Il aborde ainsi la grande finale, l’Xtreme de Verbier, au 5e rang mondial. Témoin de sa régularité. «J’ai fait des choix qui étaient en accord avec ce que je suis capable de faire. J’ai su prendre des risques, mais la bonne dose. Pas trop non plus.» Le skieur de 23 ans a forgé cette sagesse ces derniers hivers, sur le circuit inférieur. «En deux saisons sur le Freeride World Qualifier, mon niveau a décuplé. C’est surtout par rapport au repérage de la face, il faut du temps avant d’arriver à être précis. Et là, ça va déjà beaucoup mieux.» Serein au départ de ses runs, il peut exprimer son style, «un ski solide, mais un peu en délicatesse», souvent pimenté d’énormes backflips.
Doué aussi sur deux roues
Un talent éveillé dès l’âge de 2 ans, lorsque ses parents le mettent sur les skis. Le gamin adore, il skie dès qu’il le peut sur les pistes de la Fouly. Membre du ski club Champex-Ferret durant quelques années, il participe aux entraînements sans jamais s’aligner en course. «Je n’étais pas attiré par les compétitions d’alpin. Mais j’ai pu bosser sur ma technique à ce moment-là.» Pré adolescent, il découvre la randonnée et le freeride grâce à son père, guide de montagne. «Il m’a emmené un peu partout dans le Val d’Entremont. C’est là qu’est né mon amour de la montagne, des pentes vierges.»
Avec ses potes, l’ado continue de pratiquer sa passion «avec acharnement, par plaisir, pour faire comme les Américains qu’on voyait en vidéo et qui envoyaient comme des fous». En été, il brille sur deux roues, en compétitions de cross-country, goûtant même à la Coupe du monde.

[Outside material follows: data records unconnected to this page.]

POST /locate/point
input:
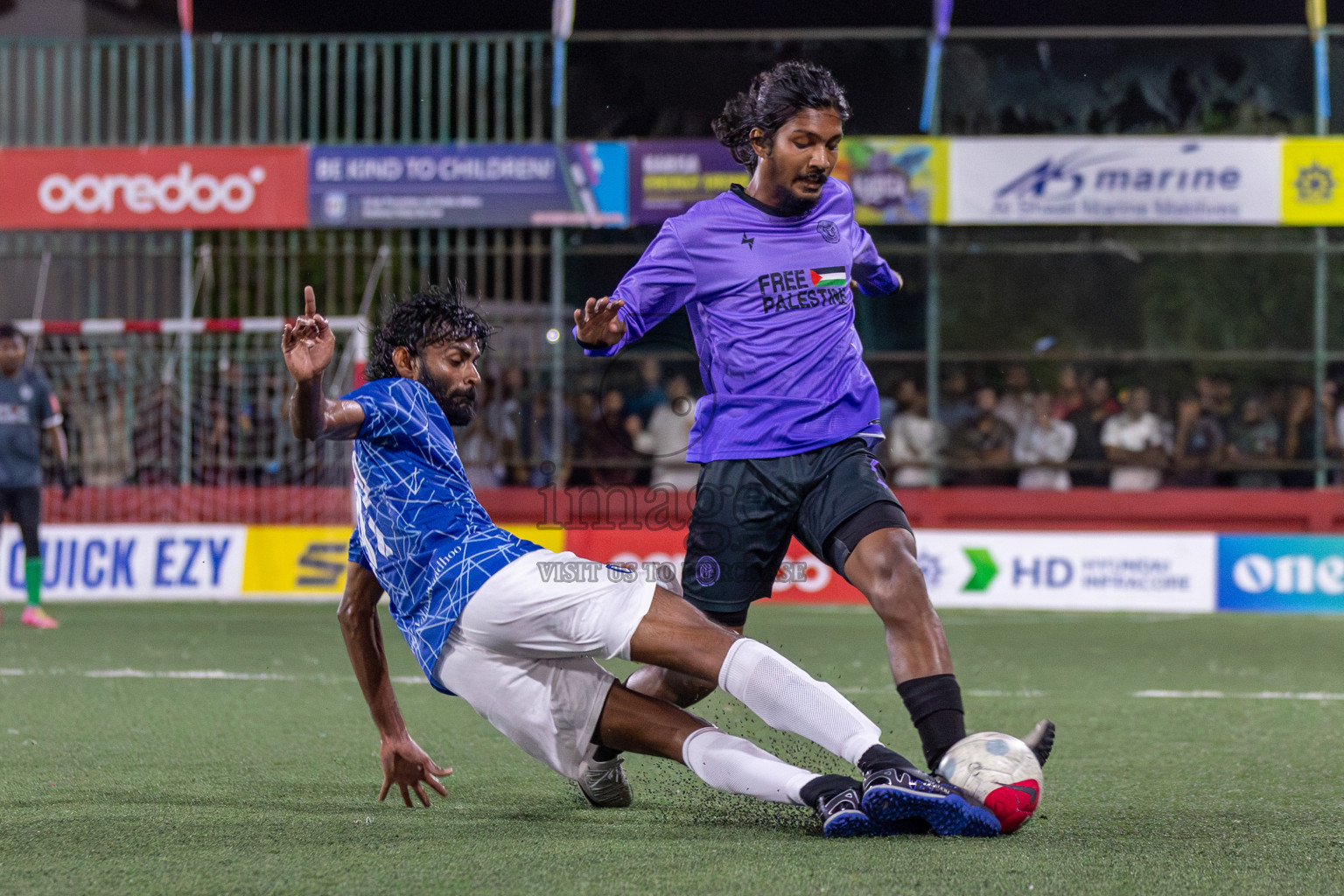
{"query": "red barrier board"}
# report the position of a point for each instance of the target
(153, 188)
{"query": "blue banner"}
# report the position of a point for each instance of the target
(1281, 572)
(586, 185)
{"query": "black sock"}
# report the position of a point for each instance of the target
(878, 757)
(934, 704)
(825, 788)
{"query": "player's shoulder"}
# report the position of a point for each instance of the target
(394, 396)
(388, 387)
(709, 211)
(34, 378)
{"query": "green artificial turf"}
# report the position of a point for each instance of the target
(160, 785)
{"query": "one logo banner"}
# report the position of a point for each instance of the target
(1281, 572)
(1120, 180)
(1117, 571)
(895, 180)
(1313, 180)
(668, 176)
(471, 186)
(153, 188)
(130, 562)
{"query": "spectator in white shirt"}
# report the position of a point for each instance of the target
(1015, 404)
(1046, 441)
(1135, 444)
(913, 439)
(668, 434)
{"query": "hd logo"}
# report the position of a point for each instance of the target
(792, 290)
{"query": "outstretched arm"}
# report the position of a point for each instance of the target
(308, 346)
(403, 762)
(660, 283)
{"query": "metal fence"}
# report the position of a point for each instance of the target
(976, 298)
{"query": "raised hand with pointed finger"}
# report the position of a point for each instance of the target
(308, 343)
(597, 321)
(409, 767)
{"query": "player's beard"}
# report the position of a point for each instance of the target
(796, 206)
(458, 404)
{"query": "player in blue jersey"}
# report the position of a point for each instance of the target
(514, 629)
(29, 410)
(787, 429)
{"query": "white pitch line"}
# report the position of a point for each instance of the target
(208, 675)
(1219, 695)
(205, 675)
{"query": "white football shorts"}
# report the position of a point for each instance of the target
(522, 653)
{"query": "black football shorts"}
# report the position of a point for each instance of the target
(746, 511)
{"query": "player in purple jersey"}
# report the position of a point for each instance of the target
(787, 429)
(504, 625)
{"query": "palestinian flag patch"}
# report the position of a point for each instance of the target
(830, 276)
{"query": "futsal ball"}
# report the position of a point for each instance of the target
(1000, 771)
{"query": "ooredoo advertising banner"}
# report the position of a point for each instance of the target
(130, 562)
(582, 185)
(153, 188)
(895, 180)
(1117, 180)
(1120, 571)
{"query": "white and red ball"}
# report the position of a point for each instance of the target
(1000, 771)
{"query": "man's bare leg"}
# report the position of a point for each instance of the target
(642, 724)
(883, 567)
(677, 637)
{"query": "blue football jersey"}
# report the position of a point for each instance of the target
(418, 527)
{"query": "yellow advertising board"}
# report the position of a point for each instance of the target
(298, 560)
(895, 180)
(1313, 180)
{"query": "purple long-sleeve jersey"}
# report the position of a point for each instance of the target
(773, 321)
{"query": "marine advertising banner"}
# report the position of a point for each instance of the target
(311, 560)
(895, 180)
(130, 562)
(1116, 180)
(153, 188)
(668, 176)
(1117, 571)
(584, 185)
(1281, 572)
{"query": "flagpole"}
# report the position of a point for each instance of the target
(562, 25)
(188, 294)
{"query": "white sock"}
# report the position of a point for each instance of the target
(788, 699)
(738, 766)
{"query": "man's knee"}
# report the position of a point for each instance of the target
(674, 687)
(892, 575)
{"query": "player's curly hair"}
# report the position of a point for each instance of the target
(774, 97)
(431, 316)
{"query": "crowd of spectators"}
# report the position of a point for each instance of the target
(1082, 431)
(634, 429)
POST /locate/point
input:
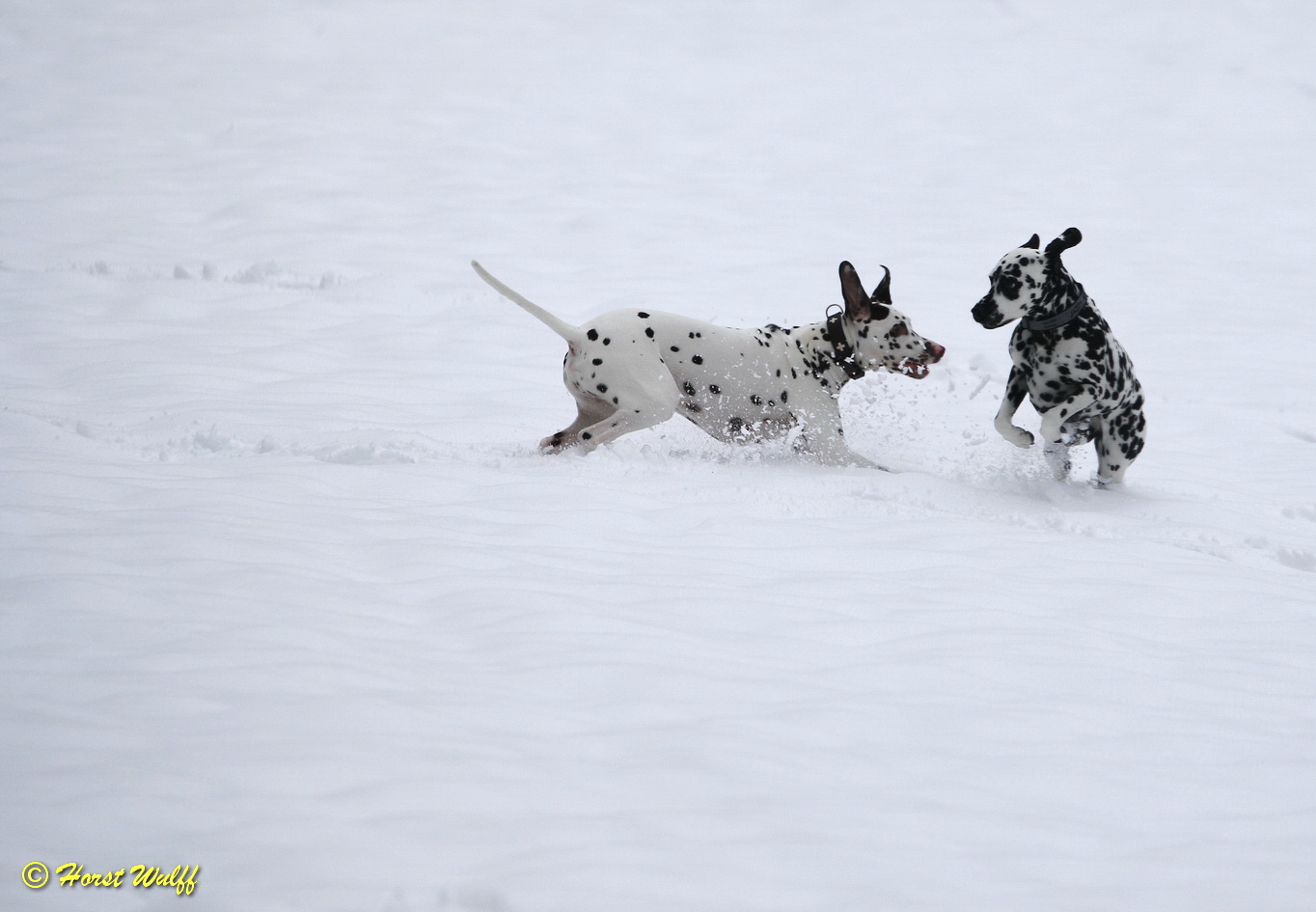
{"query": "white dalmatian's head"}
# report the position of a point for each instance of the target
(883, 337)
(1023, 279)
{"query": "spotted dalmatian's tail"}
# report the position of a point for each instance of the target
(560, 326)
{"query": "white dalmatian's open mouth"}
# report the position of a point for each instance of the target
(915, 369)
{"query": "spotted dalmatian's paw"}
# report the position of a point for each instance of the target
(1018, 436)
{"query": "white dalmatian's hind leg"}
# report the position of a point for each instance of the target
(640, 399)
(631, 416)
(589, 409)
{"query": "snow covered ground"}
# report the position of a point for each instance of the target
(288, 594)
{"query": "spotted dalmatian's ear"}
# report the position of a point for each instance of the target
(857, 303)
(879, 304)
(1063, 242)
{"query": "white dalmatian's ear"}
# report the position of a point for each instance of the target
(1063, 242)
(857, 303)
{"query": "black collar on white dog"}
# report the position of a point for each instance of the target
(842, 351)
(1059, 318)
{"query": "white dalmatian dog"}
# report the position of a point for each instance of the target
(1065, 359)
(635, 369)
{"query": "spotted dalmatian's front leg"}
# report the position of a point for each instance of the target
(1056, 417)
(1016, 387)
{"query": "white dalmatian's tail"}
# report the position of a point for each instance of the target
(560, 326)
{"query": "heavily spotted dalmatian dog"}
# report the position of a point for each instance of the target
(635, 369)
(1066, 361)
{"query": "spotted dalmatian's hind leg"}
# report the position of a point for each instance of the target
(1056, 453)
(1119, 441)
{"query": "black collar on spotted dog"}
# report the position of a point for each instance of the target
(1059, 318)
(842, 351)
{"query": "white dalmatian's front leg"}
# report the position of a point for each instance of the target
(1016, 387)
(1055, 419)
(823, 437)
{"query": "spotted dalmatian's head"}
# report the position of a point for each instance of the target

En quatrième année à l’EPFL
De 15 à 18 ans, il jongle ainsi entre deux sports et ses études, au collège de St-Maurice. Mais lorsque la discipline imposée par le vélo n’est plus conciliable avec le ski, il arrête. «J’ai décidé de ne faire que du ski. Cette passion était plus forte que tout. Mais il faut croire que la compétition m’a manqué parce qu’une année ou deux plus tard, je commençais déjà à faire des compétitions en ski…»
Des premières régionales au niveau mondial, l’ascension est fulgurante. Le Valaisan jongle désormais entre le ski et l’EPFL, où il est étudiant en 4e année de physique. «Il y a un conflit permanent entre mes études et le sport, mais en même temps c’est une complémentarité. Je me nourris de l’un pour la motivation de l’autre. C’est équilibre m’est essentiel.»
Au-delà des mots
Entre physique et ski, le lien n’est pas évident. L’Orsérain y a réfléchi. «Je vois une même quête de perfection. Le but ultime de la physique est de réussir à comprendre ce qui se passe dans la nature. A partir de la base, de trouver ces lois qui sont parfaites. Dans le ski il y a aussi ce lien à la nature – il est différent, c’est une connexion à l’environnement – et une recherche de perfection dans le mouvement.»
Car le freeride n’est pas pure performance sportive. «C’est comme de la danse, en accord avec le terrain et dans le bon tempo, dépeint Yann Rausis. On pourrait faire des parallèles entre une partition ou un tableau et une ligne de ski. Tout est question de rythme, de proportions. C’est au-delà des mots. C’est une harmonie qui nous éblouit.»